10117:39 <LarryRuane> https://github.com/bitcoin/bitcoin/blob/ba3d32715f985314eb1fdb006bfc4127f8d516a7/src/net.cpp#L1664
10217:41 <codo> in the old situation the fixed seeds where not consulted at all after a `-onlynet` change?
10317:41 <lightlike> roze_paul: Good question! There is some logic why the old address might be bad (IsTerrible, https://github.com/bitcoin/bitcoin/blob/2d5acc901db336868dee158022a115b120b5b675/src/addrman.cpp#L67). If it's not "terrible", the old address is kept, and the new one not accepted.
10417:42 <lightlike> roze_paul: otherwise, there would be the danger of an attacker spamming us with addresses, evicting all the good currents one through collisions
10517:42 <roze_paul> had to redeem myself for my getnetworkinfo question :)
10617:42 <roze_paul> cool
10717:43 <lightlike> LarryRuane, codo: correct! In the old situation we'd only query the fixed seeds when AddrMan was completely empty
10817:43 <pablomartin> the pr fixes it with the 2nd commit... ?
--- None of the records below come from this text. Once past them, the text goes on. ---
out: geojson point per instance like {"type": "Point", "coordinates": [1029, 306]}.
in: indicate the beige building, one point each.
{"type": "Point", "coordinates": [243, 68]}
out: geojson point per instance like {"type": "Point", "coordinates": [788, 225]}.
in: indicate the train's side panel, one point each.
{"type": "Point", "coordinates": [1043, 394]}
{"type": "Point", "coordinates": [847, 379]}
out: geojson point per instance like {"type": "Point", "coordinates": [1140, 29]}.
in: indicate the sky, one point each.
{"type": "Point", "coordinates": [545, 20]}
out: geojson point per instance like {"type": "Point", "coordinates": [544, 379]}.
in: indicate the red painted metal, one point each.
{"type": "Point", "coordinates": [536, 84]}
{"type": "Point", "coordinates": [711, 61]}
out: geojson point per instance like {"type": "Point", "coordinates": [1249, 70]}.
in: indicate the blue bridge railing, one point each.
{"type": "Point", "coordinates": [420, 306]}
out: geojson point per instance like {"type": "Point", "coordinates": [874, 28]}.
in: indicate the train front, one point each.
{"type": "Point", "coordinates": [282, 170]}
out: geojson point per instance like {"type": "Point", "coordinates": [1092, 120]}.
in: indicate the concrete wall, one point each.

10917:44 <lightlike> now that we added the functionality to check whether it's empty for a specific network, we can load just the fixed seeds from networks that we need
11017:44 <lightlike> pablomartin: yes, correct
11117:45 <LarryRuane> and just to be clear, "load" means add to our addrman list? Or does that not get persisted to disk (is it memory-only)?
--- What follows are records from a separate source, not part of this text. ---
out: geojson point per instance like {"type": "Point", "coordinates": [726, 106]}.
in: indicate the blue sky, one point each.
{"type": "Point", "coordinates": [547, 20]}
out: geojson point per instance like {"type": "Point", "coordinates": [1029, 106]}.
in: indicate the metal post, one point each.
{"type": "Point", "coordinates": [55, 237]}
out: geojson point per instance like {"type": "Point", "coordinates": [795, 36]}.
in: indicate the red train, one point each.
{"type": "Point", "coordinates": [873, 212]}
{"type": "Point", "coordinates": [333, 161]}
11217:45 <LarryRuane> *those not get persisted
11317:46 <lightlike> but this is not the only (or even the main reason) for this PR: the long-term plan is to change the automatic connection logic wrt networks, so the last 2 questions are about that.
11417:46 <lightlike> Why would it be beneficial to have an outbound connection to each reachable network at all times? Why is the current logic in ThreadOpenConnections insufficient to guarantee this?
11517:47 <LarryRuane> I'm a little unsure on this first question, but is the benefit to make eclipse attacks more difficult? your peers are more spread out
11617:47 <lightlike> LarryRuane: yes, load means to load it into AddrMan. While AddrMan is in-memory, it gets persisted to disk (peers.dat) regularly, and in particular before we shutdown
11717:47 <codo> I think it would be beneficial because we would have recent good addresses for all networks.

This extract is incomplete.